Transparenz mit Hindernissen

Informationsfreiheitsgesetz der CDU soll gläserne Verwaltung schaffen. Opposition beklagt zahlreiche Ausnahmeregelungen. Die Herausgabe öffentlicher Daten wird einklagbar, aber es drohen hohe Gebühren und lange Wartezeiten

von MARCO CARINI

George Orwell verkehrt herum: Statt „Big Brother is watching you“ soll es in Hamburg ab Mai heißen: „You are watching big brother“. Das verspricht jedenfalls die CDU-Bürgerschaftabgeordnete Viviane Spethmann, die gestern den Entwurf ihrer Fraktion für ein Hamburgisches Informationsfreiheitsgesetz (IFG) vorlegte. Damit soll der Bürger einen Rechtsanspruch darauf bekommen, gegen eine angemessene Gebühr zu fast allen Daten Zugang erhalten, über die die öffentliche Verwaltung verfügt. Nur besonders „schutzwürdige Informationen“ sollen davon ausgenommen werden. Es lockt, so scheint es, die gläserne Verwaltung.
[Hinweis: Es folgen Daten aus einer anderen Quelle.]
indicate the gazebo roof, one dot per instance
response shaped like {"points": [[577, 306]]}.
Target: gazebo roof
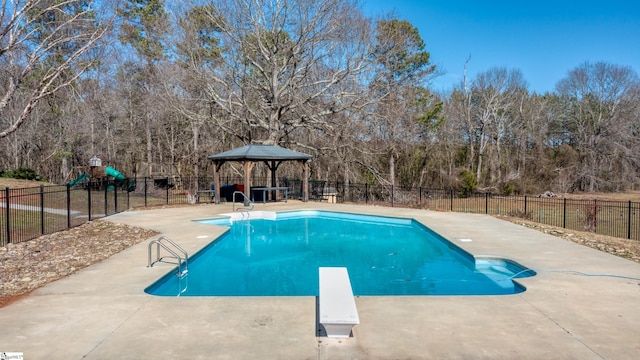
{"points": [[256, 152]]}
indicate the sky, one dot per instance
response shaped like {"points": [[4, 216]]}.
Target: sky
{"points": [[543, 39]]}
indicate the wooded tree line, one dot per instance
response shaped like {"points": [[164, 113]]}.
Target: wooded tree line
{"points": [[151, 86]]}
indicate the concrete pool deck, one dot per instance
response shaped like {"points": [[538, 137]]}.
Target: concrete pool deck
{"points": [[101, 312]]}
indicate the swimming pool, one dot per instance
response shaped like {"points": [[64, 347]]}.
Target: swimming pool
{"points": [[279, 254]]}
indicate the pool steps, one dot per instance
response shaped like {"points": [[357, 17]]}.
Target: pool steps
{"points": [[175, 252]]}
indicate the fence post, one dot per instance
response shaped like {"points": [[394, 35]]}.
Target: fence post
{"points": [[451, 199], [41, 209], [486, 203], [68, 206], [145, 191], [629, 222], [106, 195], [564, 213], [89, 200], [8, 207], [391, 195], [366, 194]]}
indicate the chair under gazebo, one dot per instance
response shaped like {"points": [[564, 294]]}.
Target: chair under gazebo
{"points": [[251, 154]]}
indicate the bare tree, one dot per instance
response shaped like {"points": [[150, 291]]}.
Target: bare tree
{"points": [[600, 102], [286, 64], [48, 43]]}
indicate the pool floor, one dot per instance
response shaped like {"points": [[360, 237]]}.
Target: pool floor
{"points": [[280, 256]]}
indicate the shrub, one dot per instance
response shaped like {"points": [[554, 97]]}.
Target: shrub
{"points": [[468, 182]]}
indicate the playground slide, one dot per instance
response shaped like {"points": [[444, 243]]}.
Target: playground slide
{"points": [[78, 180], [114, 173]]}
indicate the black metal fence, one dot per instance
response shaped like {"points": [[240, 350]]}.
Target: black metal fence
{"points": [[27, 213]]}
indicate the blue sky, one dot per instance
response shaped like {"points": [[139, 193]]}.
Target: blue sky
{"points": [[544, 39]]}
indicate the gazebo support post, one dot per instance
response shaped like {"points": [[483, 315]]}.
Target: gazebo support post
{"points": [[273, 167], [305, 180], [248, 166], [216, 179]]}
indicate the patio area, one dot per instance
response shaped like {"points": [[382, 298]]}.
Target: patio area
{"points": [[582, 304]]}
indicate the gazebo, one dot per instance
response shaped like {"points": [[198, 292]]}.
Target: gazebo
{"points": [[249, 155]]}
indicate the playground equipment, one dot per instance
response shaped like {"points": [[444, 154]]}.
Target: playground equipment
{"points": [[98, 174]]}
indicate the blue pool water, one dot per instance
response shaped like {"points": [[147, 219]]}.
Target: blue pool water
{"points": [[383, 255]]}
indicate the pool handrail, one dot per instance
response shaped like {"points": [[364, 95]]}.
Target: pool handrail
{"points": [[246, 201], [158, 242]]}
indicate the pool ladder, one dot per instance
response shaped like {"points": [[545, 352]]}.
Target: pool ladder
{"points": [[176, 252], [246, 201]]}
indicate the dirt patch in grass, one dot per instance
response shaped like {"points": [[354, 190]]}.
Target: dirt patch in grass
{"points": [[625, 248], [29, 265]]}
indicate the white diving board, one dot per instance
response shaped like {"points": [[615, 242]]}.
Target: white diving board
{"points": [[338, 312]]}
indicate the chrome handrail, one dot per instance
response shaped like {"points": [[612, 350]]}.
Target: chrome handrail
{"points": [[158, 242], [246, 202]]}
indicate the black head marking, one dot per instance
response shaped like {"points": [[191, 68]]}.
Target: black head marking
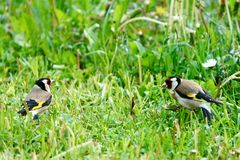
{"points": [[168, 81], [40, 83]]}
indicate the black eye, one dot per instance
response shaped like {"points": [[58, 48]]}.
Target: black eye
{"points": [[48, 82]]}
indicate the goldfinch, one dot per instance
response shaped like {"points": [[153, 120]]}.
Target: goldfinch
{"points": [[38, 99], [190, 95]]}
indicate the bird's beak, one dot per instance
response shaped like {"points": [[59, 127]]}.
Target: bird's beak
{"points": [[164, 85], [52, 81]]}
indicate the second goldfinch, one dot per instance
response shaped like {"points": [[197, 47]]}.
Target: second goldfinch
{"points": [[190, 95], [38, 99]]}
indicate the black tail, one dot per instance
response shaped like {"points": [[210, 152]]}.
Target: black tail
{"points": [[217, 102], [23, 112], [207, 115]]}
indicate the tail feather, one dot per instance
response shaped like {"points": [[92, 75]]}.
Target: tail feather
{"points": [[217, 102]]}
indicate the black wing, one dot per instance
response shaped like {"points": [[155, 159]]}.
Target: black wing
{"points": [[31, 104], [207, 97]]}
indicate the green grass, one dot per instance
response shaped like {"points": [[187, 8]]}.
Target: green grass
{"points": [[100, 62]]}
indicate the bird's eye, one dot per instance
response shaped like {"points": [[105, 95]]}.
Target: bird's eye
{"points": [[48, 82]]}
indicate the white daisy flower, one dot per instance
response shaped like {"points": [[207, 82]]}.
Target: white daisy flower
{"points": [[209, 63]]}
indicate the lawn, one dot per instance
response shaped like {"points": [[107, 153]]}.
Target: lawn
{"points": [[108, 60]]}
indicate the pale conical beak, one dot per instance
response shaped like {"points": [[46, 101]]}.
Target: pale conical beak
{"points": [[52, 81], [164, 85]]}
Bereits 2002 hatten FDP und GAL Entwürfe eines entsprechenden Regelwerks präsentiert, später erarbeiteten dann auch die SPD, die Justizbehörde und schließlich die CDU eine Gesetzesvorlage. Überlebt haben nur die Vorschläge der drei Bürgerschaftsparteien CDU, SPD und GAL, die allesamt im Rechtsausschuss darauf beharren, dass darüber abgestimmt wird. Chancen hat aufgrund der parlamentarischen Mehrheiten indes nur das CDU-Papier. Dieses könnte, so Spethmann, bereits im April verabschiedet werden, um dann Anfang Mai in Kraft zu treten.

Den Oppositionsparteien SPD und GAL geht der Entwurf nicht weit genug. Als „zahnlosen Tiger“ bewertet der GAL-Rechtsexperte Till Steffen das Regelwerk, dem seine Fraktion „in dieser Form keineswegs zustimmen“ könne. Steffen beklagt, dass bei der CDU „Informationen aus laufenden Verfahren generell vom Zugangsanspruch ausgenommen“ werden sollen. Diese Formulierung eröffne den Behörden einen Weg, jeden Vorgang unter dem Tisch zu halten, der nicht schon längst ins Archiv gewandert sei. „Die Bürger und auch die Journalisten“ interessierten aber, so Steffen, „keine antiken Akten, sondern brandaktuelle Vorgänge“.

Auch sei es nicht hinnehmbar, dass öffentliche, im Wettbewerb stehende Unternehmen nicht unter den Informationsanspruch des Gesetzes fallen. Steffens Fazit: „Die CDU bietet weiter Verschwiegenheit und Bürokratie statt Transparenz.“

Das sieht die SPD ähnlich. Ihr Rechtsexperte Rolf-Dieter Klooß kritisiert zudem, dass die Union die Einführung des IFG jahrelang blockiert und dann nur „unter massivem Druck“ in Angriff genommen habe, um sich jetzt „mit fremden Federn zu schmücken“.

Das neue Gesetz soll eine Ergänzung zu jenem des Bundes sein, das Anfang des Jahres in Kraft trat. Ausgenommen aus der Auskunftsverpflichtung werden nach dem CDU-Entwurf in Hamburg alle Vorgänge, die die Bürgerschaft, den Rechnungshof, den Datenschutzbeauftragten, die Bezirksversammlungen und die Innenrevision betreffen. Auch sicherheitsrelevante Daten und die Akten der „Arbeitsgruppe Scientology“ bleiben im Panzerschrank.

Das Gesetz löse „keine große Freude auf der Ebene des Senats aus“, es sei „ein reines Parlamentsgesetz“, stellt Spethmann das Selbstbewusstsein ihrer Fraktion gegenüber der Regierungsmannschaft zur Schau. In der Praxis müsse es nun darum gehen, dass es nicht durch „überhöhte Gebühren, verschleppte Antworten und den Hinweis auf laufende Verfahren ausgehöhlt“ werde.

Denn zu Fristen und Gebühren enthält der CDU-Entwurf genauso wenig konkrete Hinweise, wie dazu, was unter einem „laufenden Verfahren“ genau zu verstehen ist. Hier muss die Hamburger Verwaltung Regeln finden – und damit ihre eigene Kontrolle selbst kontrollieren.